In applications where increased logarithmic range is wanted, higher
order structures such as those shown in FIGS. 9 and 10 are the best
choice. Any number of additional intermediate paths may be added,
allowing for decreased logarithmic approximation error.
The highest gain path in all of the realizations will have the
highest group and phase delay. In order to make the delay through
the other paths the same as for this path, a means is provided for
delaying the output of the lower gain paths. The method may consist
of adding buffering amplifiers, and these amplifiers may contain a
capacitive element that is used to increase their delay. This
method is used in amplifiers 80 (using capacitative delay elements
822, 824 and 826), 90 (using capacitative delay elements 910-922),
and 1000 (using capacitative delay elements 1012-1024 and 1030) in
FIGS. 8, 9, and 10 respectively. The values of the capacitors are
best determined through a simulation of delay in the different
paths. However, the following observation is made about the
capacitor values. In FIG. 10, the capacitor 1018 connected to
amplifier 1008 is labeled differently and is meant to be smaller
than capacitors 1020 connected to the two buffer stages 808 that
follow it. This is because the dominant pole limiting the frequency
response of 4amplifier 1008 is assumed to be at a lower frequency
than the pole of the buffering amplifiers 808 because the pole
frequency is lower for a higher gain amplifier. Adding a
capacitative element lowers the frequency of this pole, and so
lowers the 3 dB bandwidth, and increases the group and phase delay.

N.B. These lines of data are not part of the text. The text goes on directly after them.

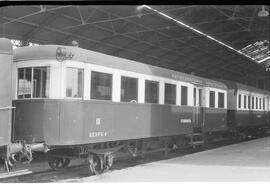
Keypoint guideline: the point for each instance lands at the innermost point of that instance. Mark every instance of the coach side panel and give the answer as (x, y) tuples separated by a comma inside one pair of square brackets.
[(61, 122)]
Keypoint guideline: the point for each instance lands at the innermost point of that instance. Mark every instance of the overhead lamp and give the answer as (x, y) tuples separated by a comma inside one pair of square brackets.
[(263, 12)]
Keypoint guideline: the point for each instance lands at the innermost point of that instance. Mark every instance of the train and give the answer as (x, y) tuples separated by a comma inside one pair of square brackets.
[(75, 103)]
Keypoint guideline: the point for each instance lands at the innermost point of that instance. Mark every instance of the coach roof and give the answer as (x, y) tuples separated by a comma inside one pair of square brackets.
[(48, 52)]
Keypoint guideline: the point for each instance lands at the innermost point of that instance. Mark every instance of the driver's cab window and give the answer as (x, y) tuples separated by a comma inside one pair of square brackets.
[(129, 89), (74, 83)]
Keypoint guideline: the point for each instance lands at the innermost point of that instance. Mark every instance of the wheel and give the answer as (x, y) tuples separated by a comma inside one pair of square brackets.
[(57, 163), (95, 164)]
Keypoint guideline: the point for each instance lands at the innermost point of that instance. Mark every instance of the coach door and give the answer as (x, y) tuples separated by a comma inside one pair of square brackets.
[(198, 114)]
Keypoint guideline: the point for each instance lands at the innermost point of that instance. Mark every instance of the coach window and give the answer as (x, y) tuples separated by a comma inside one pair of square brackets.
[(239, 101), (221, 100), (39, 87), (74, 82), (256, 98), (170, 94), (249, 106), (245, 101), (151, 91), (252, 102), (184, 96), (24, 82), (101, 86), (129, 89), (211, 99)]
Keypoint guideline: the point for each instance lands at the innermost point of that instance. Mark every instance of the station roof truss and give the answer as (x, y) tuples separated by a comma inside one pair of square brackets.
[(143, 35)]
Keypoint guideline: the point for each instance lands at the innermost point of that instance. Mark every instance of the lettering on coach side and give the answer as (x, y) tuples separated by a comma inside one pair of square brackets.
[(185, 120), (98, 134)]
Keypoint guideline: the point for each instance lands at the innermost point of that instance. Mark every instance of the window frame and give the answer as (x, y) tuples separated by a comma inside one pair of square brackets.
[(175, 100), (137, 80), (32, 66), (83, 82), (158, 91), (102, 72)]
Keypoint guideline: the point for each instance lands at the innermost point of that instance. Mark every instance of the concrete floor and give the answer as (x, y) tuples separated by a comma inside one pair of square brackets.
[(246, 161)]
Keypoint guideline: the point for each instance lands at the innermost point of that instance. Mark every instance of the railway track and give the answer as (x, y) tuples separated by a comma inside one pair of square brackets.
[(80, 171)]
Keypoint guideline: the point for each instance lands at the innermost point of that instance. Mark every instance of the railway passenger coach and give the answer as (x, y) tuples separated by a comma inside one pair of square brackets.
[(85, 104)]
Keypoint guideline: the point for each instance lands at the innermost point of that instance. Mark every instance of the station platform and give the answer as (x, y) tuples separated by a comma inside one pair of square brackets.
[(246, 161)]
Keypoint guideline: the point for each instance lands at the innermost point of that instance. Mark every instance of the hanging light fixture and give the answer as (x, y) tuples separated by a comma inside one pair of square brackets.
[(263, 12)]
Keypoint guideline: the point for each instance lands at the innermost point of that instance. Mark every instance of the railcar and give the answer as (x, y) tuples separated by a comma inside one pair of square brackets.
[(71, 102), (88, 104), (5, 94), (248, 109), (9, 149)]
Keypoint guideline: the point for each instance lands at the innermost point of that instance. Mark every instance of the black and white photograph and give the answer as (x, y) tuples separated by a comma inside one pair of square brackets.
[(104, 91)]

It is more efficient in terms of maximizing bandwidth to lower the
frequency of the pole in each amplifier to roughly the same point,
than to lower any one amplifiers pole significantly more than the
other amplifiers in that path.
In some branches there are more amplifiers than what is strictly
needed to achieve the desired gain. For instance, amplifier 810 in
FIG. 8 is in the second lowest gain path but it shares the delay of
the first amplifier 808 in the path with the lowest gain. This
leads to reduced chip area and power consumption. In contrast,
amplifier 810 in FIG. 9 contains all of the gain required for that
path, and is followed by two unity-gain buffers. Placing all of the
gain as early as possible in a given path offers noise advantages.

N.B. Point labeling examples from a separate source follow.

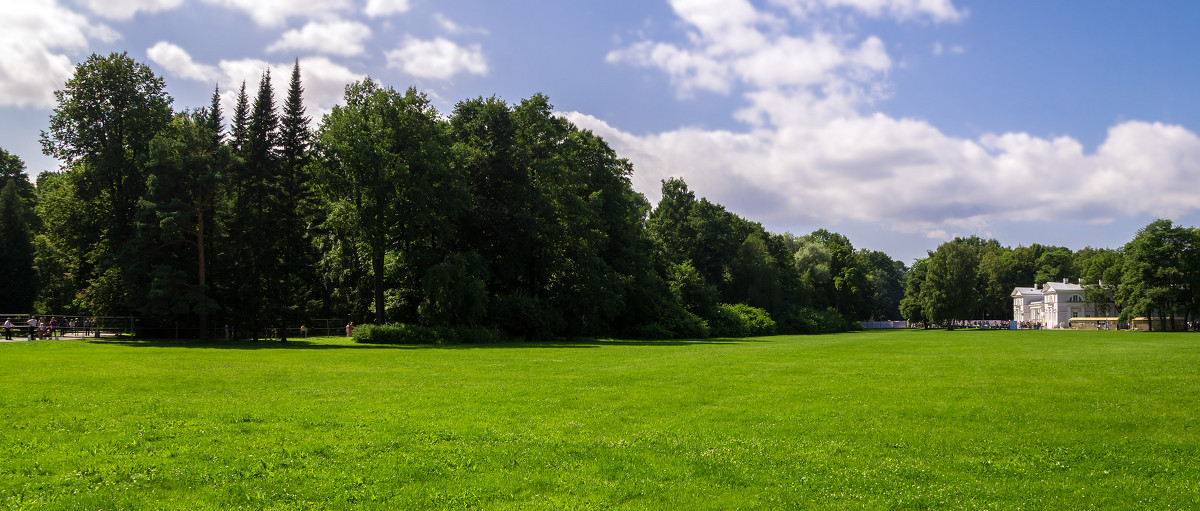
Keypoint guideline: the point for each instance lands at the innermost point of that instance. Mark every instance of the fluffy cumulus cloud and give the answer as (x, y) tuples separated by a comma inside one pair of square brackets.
[(813, 150), (37, 41), (439, 58), (127, 8), (334, 37), (901, 10), (277, 12), (323, 80), (376, 8), (178, 62)]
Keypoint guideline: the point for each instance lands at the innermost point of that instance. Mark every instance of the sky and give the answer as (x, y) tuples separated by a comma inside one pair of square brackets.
[(900, 124)]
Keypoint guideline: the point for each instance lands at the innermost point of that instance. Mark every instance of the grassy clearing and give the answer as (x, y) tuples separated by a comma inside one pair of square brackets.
[(911, 419)]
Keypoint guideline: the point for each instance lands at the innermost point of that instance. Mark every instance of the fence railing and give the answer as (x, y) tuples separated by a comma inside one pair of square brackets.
[(78, 326)]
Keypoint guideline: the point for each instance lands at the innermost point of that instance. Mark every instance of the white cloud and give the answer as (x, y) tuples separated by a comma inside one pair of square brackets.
[(438, 59), (277, 12), (127, 8), (900, 10), (336, 37), (449, 26), (814, 152), (732, 43), (178, 62), (385, 7), (37, 38)]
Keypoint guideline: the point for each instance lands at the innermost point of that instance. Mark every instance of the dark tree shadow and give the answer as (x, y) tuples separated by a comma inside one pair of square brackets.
[(318, 346)]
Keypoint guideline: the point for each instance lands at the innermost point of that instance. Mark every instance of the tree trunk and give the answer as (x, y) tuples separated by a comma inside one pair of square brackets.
[(377, 268), (201, 271)]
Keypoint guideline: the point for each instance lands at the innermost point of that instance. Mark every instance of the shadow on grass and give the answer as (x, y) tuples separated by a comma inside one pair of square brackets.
[(311, 344), (241, 344)]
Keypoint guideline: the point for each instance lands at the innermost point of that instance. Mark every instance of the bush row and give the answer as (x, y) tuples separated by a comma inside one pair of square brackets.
[(406, 334), (743, 320)]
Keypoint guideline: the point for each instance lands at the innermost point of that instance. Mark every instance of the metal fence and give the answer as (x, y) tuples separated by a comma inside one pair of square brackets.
[(97, 326), (874, 325)]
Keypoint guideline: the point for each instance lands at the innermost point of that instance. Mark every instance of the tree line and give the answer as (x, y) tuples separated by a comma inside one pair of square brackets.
[(495, 216), (1157, 275)]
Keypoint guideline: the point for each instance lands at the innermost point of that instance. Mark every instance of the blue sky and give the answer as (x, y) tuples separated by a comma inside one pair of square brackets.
[(898, 122)]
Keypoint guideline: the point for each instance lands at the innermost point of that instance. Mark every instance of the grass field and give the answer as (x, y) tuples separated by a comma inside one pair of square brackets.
[(907, 419)]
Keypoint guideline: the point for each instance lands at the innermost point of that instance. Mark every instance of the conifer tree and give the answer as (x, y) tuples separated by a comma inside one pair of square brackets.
[(239, 130), (17, 277), (214, 116), (295, 200)]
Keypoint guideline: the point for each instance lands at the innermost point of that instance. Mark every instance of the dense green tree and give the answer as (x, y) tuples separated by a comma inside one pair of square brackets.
[(1101, 272), (912, 306), (17, 277), (886, 281), (186, 172), (1155, 281), (951, 289), (64, 246), (378, 154), (106, 116), (298, 210), (12, 169), (755, 276)]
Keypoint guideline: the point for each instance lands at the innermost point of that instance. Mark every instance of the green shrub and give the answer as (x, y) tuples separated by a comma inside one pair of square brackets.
[(474, 335), (809, 322), (407, 334), (395, 334), (673, 323), (522, 316), (741, 320)]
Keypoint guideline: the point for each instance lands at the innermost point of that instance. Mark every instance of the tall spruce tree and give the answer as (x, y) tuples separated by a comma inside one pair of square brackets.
[(214, 116), (295, 203), (17, 277), (259, 284)]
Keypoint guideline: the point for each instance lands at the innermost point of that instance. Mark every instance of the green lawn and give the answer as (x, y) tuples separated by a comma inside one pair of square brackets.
[(910, 419)]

In FIG. 9, the gain in the highest gain path comprised of elements
in 924 is shared between three serially coupled amplifiers 902,
while the gain in the next to highest gain path comprised of
elements in 926 and the first two amplifiers in box 924 is shared
between the first two amplifiers 902 in 924 and amplifier 904
connected in series. The gain in the intermediate gain path
comprised of elements in 928 and the first amplifier 902 in 924
with gain of A(A-1) is shared between amplifier 906 and the first
amplifier 902 of the highest gain path. The output of the gain
paths is summed at current bus 908.
Yet a third alternative, shown in FIG. 10, is to limit and sum the
outputs of the two lowest gain paths after the first amplifier and
then to buffer the summed signal through amplifiers 1028. This
method also saves power and chip area, but inherently reduces the
bandwidth of the path with the lowest gain since the signal
handling capability of buffering amplifier 1028 must be twice that
of amplifier 808, because two signals are being buffered. The exact
arrangement of low gain amplifiers used should be chosen based on
which requirements are the most stringent. In FIG. 10, the gain in
the highest gain path comprised of elements in 1034 is shared
between four serially connected amplifiers 1002, while the gain in
the next to highest gain path comprised of elements in 1036 and the
first three amplifiers 1002 in 1034 is shared between the first
three amplifiers 1002 and the amplifier 1004, and so on for the
gain paths in 1038 and the first two amplifiers 1002 in 1034 and
the path in 1040 and the first amplifier 1002 in 1034. The gain in
the intermediate gain path comprised of elements in 1040 and the
first amplifier 1002 in 1034 with gain of A(A-1) is shared between
amplifier 1008 and the first amplifier 1002 of 1034. The output of
the gain paths is summed on summing bus 1010. The two lowest gain
paths comprised of elements in 1044 and elements in 1042 and the
last three elements in 1044 of FIG. 10 uses the amplifier 810 with
buffer amplifier 808 and limiters 814, 814A from FIG. 8, along with
buffer amplifiers 1028 and transconductance element 1032.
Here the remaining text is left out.